The 50 Plates tour continues with buttery, sugary flatbread from Viking Soul Food.

Summer is road-trip season, so we're taking a culinary tour of America. But because Portland is a city of immigrants from other states, we don't have to leave town to do it. We're traveling to 50 Portland restaurants to try one distinctive food from each state. Our 50 Plates tour continues with lefse from North Dakota, which joined the union on November 2, 1889. To vote for Oregon's state food, go here.

The state:
Fargo

The food: Lefse is Norway’s answer to the tortilla, a thin flatbread made from potatoes, cream and butter. It’s hand-rolled and cooked on a griddle, then served, most commonly, with butter and sugar. It’s a pretty labor-intensive dish, and in the U.S.—such as in North Dakota, where one in three have Norwegian ancestry—it’s most popular during the holidays. Or at bazaars, according to a real-life North Dakotan who works at WW and confesses she likes her lefse with peanut butter. That’s not really so sacrilegious: Freddy’s Lefse, a long-running Fargo business, supports her choice, adding that lefse is a good wrap for hot dogs, bratwurst and deli meat, and can also be served alongside lutefisk.

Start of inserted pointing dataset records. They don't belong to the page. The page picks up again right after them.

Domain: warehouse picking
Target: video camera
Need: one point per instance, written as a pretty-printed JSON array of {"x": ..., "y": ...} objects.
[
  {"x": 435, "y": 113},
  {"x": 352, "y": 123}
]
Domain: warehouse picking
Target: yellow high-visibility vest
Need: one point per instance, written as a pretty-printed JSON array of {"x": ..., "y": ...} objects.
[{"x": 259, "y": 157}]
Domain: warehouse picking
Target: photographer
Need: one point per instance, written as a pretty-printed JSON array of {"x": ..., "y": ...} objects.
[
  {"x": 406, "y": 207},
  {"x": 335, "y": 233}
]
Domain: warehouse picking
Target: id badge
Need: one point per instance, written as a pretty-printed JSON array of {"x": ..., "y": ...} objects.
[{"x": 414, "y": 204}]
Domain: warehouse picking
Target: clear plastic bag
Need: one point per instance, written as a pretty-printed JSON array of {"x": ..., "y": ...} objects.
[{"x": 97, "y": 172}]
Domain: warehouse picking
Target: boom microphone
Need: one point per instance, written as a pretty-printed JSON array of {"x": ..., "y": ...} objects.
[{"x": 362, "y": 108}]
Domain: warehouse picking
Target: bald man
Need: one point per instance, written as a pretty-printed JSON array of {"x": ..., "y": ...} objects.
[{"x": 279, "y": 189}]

Other foods considered and rejected: none. Lutefisk? More popular in Minnesota. Scotcheroos? More commonly consumed in Iowa. Buffalo meat? Eh, that’s really South Dakota's territory. Knoephla soup? OK, knoephla soup. We briefly considered knoephla soup.

Get it from: Viking Soul Food (4262 SE Belmont St., vikingsoulfood.com), the much-loved Scandinavian cart that reopened to cheers last month. The cart uses russet potatoes for its lefse, and it makes only 300 pieces per week (in other words, get here early). We tried it in its most simple preparation, with butter and sugar ($3), as well as in two more unconventional combinations: a sort of Nordic burrito with house-smoked salmon, zingy dill-inflected sour cream, pickled shallots and spring greens ($8.50); and a sweet combo with rhubarb preserves, creamy chevre, honey and walnuts ($5.50). My North Dakotan dining buddy deemed this lefse particularly thin and stretchy: a good thing. It was a decent canvas for the more complicated fillings, but in the end, simplicity won out—with only butter and sugar, we could discern the russets’ pleasant, mild earthiness and, importantly, enjoy the lefse's chewiness to maximum effect. “Mmm,” sighed this native daughter. “Tastes like Christmas.”